2. Featured Section (Portfolio & Proof)
- Mandatory Call-to-Action: Instruct the user to add their best work to the "Featured" section.
- Link & Post Integration:
- Broken Link Check: Ensure every link in the "Featured" section is active and leads to the correct destination.
- Add links to Portfolio, GitHub, or Case Studies.
- Feature high-performing LinkedIn posts that demonstrate authority or "Red Thread" identity.
- Ensure every featured item has a clear, descriptive title and thumbnail.
3. Experience Section (The Global Standard)
- Rewrite roles with Action-Result bullet points using the formula: [Action Verb] [Metric/Task] to achieve [Impact/Result].
- Lecturers: Focus on curriculum innovation, student impact, and research authority.
- Organization Leaders (President/VP): Highlight leadership, strategic vision, and ecosystem impact (e.g., CAN Federation, Jaycees).
- Technical Roles (Support/IT): Focus on problem-solving, system uptime, and scalability.
4. Skills & SEO
- Identify Bulk Skills: Remove generic fillers (e.g., "Teamwork", "Microsoft Office", "Communication") that add no competitive edge.
- Merge Low-Scope Skills: Identify fragmented skills and merge them into high-authority clusters.
- Example: Merge "Data Entry" + "Excel" + "Admin" → Operations & Data Strategy.
- Example: Merge "HTML" + "CSS" + "JS" → Full-Stack Engineering / UI Development.
- Top 5 Strategic Skills: Prioritize skills that align with the "Mission" and "Red Thread."
- Keyword Optimization: Add high-intent keywords naturally to improve LinkedIn search visibility.
Phase 4: Engagement & Content Strategy
1. Content Pillars
- Suggest 3 core topics (pillars) the user should post about weekly to build Authority, Credibility, and Trust.
2. Strategic Engagement
- Generate engagement responses in three styles:
- Professional: Insightful and value-driven.
- Gen-Z / Impactful: Short, punchy, and modern.
- Osho-style / Reflective: Calm, deep, and insightful.
Imported: Common Pitfalls
- Problem: "Brand Overlap" (User looks like a 'Jack of all trades, master of none').
- Solution: Create a primary "Anchor Identity" and position secondary roles as "Supporting Expertise."
- Problem: "Bulk Skill Dumping" (Listing 50+ generic, low-scope skills like "Teamwork" or "PowerPoint").
- Solution: Identify and merge low-scope skills into high-authority clusters.
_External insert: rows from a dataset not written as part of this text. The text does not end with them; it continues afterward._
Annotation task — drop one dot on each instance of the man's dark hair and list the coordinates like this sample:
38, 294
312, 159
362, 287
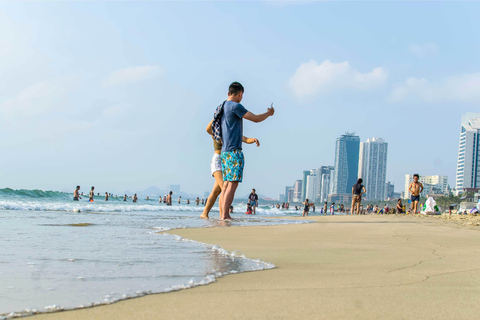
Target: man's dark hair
235, 88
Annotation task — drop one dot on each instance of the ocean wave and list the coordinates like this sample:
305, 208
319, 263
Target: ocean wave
92, 207
35, 193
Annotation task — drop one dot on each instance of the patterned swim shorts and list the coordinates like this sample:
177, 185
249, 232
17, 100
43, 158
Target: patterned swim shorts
232, 165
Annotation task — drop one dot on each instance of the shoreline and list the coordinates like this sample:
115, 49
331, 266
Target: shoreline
339, 267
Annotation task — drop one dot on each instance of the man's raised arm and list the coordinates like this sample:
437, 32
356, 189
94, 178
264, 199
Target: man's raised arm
259, 117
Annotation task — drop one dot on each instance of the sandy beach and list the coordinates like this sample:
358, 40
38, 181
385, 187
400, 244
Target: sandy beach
340, 267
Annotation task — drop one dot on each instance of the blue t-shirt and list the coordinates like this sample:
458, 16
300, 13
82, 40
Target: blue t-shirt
232, 126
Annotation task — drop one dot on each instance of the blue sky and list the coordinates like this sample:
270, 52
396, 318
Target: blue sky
118, 95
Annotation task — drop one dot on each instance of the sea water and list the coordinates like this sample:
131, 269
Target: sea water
62, 254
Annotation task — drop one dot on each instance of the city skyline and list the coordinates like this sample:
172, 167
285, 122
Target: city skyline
90, 96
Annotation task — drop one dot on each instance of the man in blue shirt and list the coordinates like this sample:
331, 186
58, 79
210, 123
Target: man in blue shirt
232, 133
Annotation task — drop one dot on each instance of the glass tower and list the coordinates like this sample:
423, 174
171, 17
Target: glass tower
346, 163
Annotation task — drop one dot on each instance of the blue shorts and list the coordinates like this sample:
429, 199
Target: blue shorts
232, 165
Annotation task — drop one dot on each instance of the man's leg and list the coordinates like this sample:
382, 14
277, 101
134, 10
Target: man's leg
211, 200
229, 188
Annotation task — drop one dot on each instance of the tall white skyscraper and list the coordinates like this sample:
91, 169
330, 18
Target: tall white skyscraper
312, 184
372, 167
468, 159
346, 163
325, 182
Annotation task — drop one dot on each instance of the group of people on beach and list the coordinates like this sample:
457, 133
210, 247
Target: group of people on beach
167, 199
228, 161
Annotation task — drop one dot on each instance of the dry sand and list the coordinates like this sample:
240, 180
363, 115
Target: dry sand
341, 267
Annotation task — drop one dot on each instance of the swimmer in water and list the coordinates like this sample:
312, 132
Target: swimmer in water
76, 194
91, 194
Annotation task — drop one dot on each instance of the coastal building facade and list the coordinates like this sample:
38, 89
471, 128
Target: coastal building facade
306, 173
468, 163
346, 163
325, 182
312, 184
372, 167
297, 191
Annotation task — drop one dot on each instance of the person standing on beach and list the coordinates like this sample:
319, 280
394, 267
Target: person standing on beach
415, 189
91, 194
306, 209
76, 194
253, 198
358, 190
231, 114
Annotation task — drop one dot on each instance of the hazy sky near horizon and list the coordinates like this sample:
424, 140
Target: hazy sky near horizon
118, 95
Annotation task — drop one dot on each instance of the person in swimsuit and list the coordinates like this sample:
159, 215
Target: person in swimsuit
91, 195
415, 189
358, 190
76, 194
253, 197
306, 209
216, 169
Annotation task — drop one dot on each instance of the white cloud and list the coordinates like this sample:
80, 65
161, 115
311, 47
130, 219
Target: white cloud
460, 88
114, 110
423, 50
133, 74
40, 98
312, 78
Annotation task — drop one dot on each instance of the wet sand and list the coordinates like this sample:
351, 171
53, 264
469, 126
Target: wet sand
340, 267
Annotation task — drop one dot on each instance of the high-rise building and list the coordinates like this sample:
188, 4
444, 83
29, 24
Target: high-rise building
297, 191
325, 185
312, 184
306, 173
287, 193
431, 185
468, 165
372, 167
346, 163
173, 187
291, 193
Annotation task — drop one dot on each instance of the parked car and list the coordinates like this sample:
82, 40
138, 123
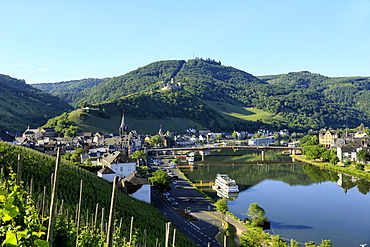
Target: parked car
191, 200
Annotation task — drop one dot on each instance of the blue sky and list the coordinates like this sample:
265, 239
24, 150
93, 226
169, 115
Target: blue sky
49, 41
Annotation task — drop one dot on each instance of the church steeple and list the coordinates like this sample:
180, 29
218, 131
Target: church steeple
123, 128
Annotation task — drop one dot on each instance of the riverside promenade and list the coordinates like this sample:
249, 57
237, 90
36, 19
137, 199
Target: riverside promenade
209, 222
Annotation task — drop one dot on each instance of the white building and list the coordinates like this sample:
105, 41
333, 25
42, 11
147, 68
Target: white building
263, 141
137, 186
118, 163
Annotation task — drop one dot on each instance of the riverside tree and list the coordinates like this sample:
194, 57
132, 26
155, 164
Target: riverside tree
221, 206
256, 214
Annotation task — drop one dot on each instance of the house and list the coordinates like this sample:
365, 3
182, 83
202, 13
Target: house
6, 137
136, 186
347, 152
263, 141
327, 138
32, 134
48, 132
106, 173
119, 163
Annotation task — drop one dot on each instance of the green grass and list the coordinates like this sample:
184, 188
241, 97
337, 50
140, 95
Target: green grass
240, 112
143, 126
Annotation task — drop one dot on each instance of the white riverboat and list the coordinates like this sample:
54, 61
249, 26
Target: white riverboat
225, 183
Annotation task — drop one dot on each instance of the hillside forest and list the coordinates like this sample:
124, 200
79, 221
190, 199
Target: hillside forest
217, 97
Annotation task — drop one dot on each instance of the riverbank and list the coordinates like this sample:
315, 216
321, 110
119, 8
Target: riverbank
342, 169
231, 227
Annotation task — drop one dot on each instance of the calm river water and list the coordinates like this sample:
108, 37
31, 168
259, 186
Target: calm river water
301, 201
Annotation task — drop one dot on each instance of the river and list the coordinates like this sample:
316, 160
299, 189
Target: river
302, 202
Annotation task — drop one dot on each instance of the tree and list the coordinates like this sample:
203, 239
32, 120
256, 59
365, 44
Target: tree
328, 155
221, 206
156, 140
359, 166
218, 137
309, 140
138, 154
234, 135
314, 152
334, 160
363, 155
256, 214
160, 180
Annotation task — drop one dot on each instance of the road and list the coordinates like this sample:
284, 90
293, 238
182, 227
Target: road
202, 231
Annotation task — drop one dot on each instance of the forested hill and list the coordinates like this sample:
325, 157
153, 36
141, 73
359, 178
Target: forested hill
297, 100
23, 105
69, 90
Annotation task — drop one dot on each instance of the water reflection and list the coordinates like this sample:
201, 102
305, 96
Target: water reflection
303, 202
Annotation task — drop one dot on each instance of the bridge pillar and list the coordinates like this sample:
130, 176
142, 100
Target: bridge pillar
202, 154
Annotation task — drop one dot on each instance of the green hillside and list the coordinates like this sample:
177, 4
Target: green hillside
23, 105
146, 112
69, 90
298, 100
40, 167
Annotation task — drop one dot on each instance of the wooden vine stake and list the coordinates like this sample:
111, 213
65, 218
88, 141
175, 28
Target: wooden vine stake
111, 214
174, 237
132, 223
96, 215
49, 236
19, 169
79, 213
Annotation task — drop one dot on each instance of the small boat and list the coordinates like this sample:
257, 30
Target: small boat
225, 183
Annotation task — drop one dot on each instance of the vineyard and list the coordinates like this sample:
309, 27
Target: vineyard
82, 209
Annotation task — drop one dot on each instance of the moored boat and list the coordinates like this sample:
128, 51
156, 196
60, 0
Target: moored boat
225, 183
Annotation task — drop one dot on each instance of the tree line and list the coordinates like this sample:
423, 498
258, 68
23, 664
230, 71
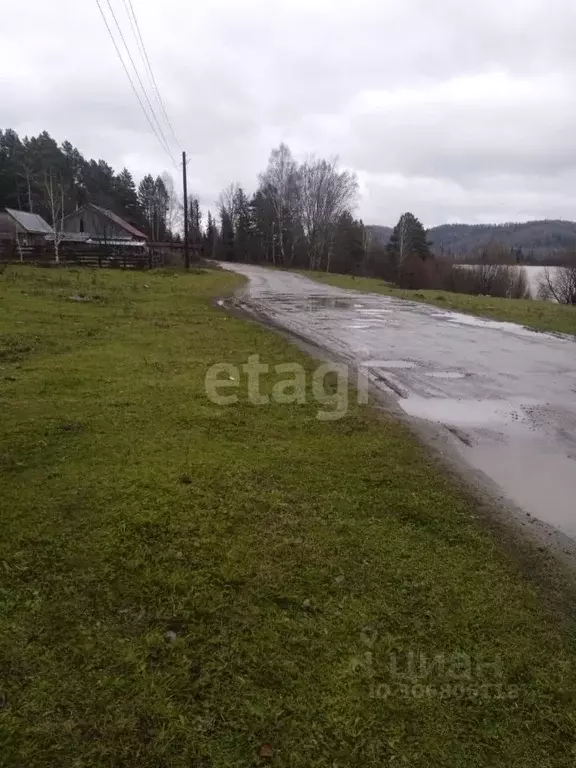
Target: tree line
301, 214
40, 176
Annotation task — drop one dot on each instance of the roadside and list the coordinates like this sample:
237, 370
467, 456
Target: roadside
539, 315
184, 583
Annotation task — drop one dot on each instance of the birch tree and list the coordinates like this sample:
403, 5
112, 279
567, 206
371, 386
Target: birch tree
54, 191
279, 184
325, 195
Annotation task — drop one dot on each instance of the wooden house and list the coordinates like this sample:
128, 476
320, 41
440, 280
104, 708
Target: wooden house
25, 228
99, 225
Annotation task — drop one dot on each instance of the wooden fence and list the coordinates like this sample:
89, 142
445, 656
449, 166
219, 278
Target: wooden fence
150, 256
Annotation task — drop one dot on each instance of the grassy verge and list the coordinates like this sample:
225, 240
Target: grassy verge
540, 315
183, 584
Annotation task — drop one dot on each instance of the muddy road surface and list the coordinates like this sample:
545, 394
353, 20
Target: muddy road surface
506, 394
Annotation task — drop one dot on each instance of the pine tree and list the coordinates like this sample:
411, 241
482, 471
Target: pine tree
194, 221
226, 243
408, 240
211, 237
126, 198
161, 205
147, 200
244, 229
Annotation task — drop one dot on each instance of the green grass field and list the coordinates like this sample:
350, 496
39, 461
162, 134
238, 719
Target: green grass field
540, 315
190, 585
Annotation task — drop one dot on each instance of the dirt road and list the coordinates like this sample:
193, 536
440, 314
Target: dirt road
506, 394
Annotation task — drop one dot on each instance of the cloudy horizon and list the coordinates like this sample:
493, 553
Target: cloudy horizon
456, 113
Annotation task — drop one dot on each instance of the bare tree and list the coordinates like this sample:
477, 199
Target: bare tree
279, 184
54, 190
325, 194
559, 285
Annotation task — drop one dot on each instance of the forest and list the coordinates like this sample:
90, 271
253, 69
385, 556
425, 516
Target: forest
300, 214
41, 176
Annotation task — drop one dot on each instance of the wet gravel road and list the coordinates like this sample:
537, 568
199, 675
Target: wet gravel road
507, 394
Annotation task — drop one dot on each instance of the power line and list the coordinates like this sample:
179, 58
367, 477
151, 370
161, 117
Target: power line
152, 110
156, 130
145, 58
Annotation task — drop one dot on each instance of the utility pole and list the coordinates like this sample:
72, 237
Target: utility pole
185, 185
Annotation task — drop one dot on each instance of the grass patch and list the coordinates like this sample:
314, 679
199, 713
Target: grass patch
540, 315
183, 584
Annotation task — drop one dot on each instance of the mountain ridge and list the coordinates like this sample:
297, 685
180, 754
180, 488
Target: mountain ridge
538, 239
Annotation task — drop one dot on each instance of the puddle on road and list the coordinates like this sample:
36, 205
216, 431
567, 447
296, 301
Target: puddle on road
446, 374
540, 482
463, 413
392, 364
316, 303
Curate a focused list of 10-15 strategic skills.
Imported: Limitations
- Live Data: This skill cannot browse the live, private LinkedIn backend; it relies on text provided, public URLs, or PDF uploads.
- Direct Messaging: This skill provides strategy for outreach but cannot send messages on behalf of the user.
- Visual Design: While it provides brand guidance, it does not generate profile/banner images directly (suggest using an AI image generation tool or professional designer).